Enquanto o crack está associado ao tráfico e à violência decorrente do comércio ilegal, o álcool, sendo uma droga lícita, pode levar à violência por meio da intoxicação. Fidalgo observa que as políticas públicas atuais não abordam adequadamente o consumo de álcool na Cracolândia. Ele enfatiza que o maior desafio é desmistificar a ideia de que o álcool é um mal menor.
Dados da Uniad indicam que não houve um aumento significativo no consumo de álcool na Cracolândia desde 2016. O último Lecuca (Levantamento de Cenas de Uso em Capitais) mostra uma prevalência constante de 60% a 65% de bebedores de álcool, sugerindo que, apesar da alta taxa de consumo, não há crescimento acentuado em relação ao crack.
O levantamento, porém, não pode aplicar escalas para rastreamento de alcoolismo, pois entrevista indivíduos nas ruas, muitas vezes sob o efeito de crack. No entanto, presume-se que muitos usuários de crack que também bebem apresentem algum grau de alcoolismo. Historicamente, o levantamento identifica que 13% a 15% dos frequentadores não consomem crack, mas possivelmente são alcoolistas.
Prevalência entre usuários
Os professores Quirino Cordeiro e Clarice Madruga, da Uniad, afirmam que não existem evidências de que o consumo de álcool tenha superado o crack.
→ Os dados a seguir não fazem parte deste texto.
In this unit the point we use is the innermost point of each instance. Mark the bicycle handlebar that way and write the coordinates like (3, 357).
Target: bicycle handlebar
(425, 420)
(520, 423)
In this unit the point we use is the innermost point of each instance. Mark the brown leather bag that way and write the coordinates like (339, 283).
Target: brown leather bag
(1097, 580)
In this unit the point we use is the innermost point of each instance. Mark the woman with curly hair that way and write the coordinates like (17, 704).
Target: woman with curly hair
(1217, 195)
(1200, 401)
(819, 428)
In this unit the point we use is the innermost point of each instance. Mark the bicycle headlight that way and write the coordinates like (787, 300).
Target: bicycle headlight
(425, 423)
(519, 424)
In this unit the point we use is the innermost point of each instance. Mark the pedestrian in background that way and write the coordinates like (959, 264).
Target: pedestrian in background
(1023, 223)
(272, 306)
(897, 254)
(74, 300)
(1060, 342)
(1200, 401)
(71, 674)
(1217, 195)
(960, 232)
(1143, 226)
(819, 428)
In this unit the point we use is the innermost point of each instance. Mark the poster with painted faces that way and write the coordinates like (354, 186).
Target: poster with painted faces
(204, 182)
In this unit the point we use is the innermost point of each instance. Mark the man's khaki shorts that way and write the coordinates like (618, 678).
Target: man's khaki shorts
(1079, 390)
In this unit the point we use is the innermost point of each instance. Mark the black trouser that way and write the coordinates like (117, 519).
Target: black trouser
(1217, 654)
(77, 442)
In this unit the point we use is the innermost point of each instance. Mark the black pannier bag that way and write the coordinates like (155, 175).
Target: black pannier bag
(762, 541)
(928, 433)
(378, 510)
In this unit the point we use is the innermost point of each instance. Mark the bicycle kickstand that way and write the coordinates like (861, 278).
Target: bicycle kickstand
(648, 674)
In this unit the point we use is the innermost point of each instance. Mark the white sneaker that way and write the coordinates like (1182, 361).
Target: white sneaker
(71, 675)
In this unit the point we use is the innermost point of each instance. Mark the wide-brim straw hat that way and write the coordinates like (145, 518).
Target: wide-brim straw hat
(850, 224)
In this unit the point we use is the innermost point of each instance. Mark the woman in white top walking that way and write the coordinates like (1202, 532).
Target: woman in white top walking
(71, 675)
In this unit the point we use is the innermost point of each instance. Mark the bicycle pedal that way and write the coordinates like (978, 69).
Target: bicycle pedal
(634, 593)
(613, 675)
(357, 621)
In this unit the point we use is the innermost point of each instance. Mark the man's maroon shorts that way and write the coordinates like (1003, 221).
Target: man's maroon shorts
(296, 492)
Em todas as edições do Lecuca, a prevalência do álcool não foi maior que a do crack", afirmam os professores.
Porém, dados do atendimento em cuidados em crack e outras drogas mostram que 80% dos pacientes bebem, e mais de 70% deles têm alcoolismo moderado ou grave. A combinação de crack e álcool é comum, pois as substâncias têm efeitos opostos, aumentando a tolerância e o uso de ambas.
A combinação de crack e álcool é comum e pode agravar os problemas de saúde dos usuários. "O uso combinado de crack e álcool resulta na formação de cocaetileno, uma substância ainda mais tóxica para o sistema nervoso, cardiovascular e hepático", detalham.
Os pesquisadores também ressaltam os riscos da abstinência de álcool, que pode ser severa e até fatal. "A interrupção abrupta do consumo de álcool pode levar a sintomas de abstinência perigosos. É crucial um acompanhamento médico adequado para tratar o alcoolismo", concluem.
Apesar dos dados, a Uniad aponta que não há políticas públicas específicas voltadas para o combate ao consumo de álcool na Cracolândia. As iniciativas existentes focam na repressão ao comércio ilegal, incluindo a venda de corotes, mas não há estratégias de redução de danos voltadas especificamente para o álcool.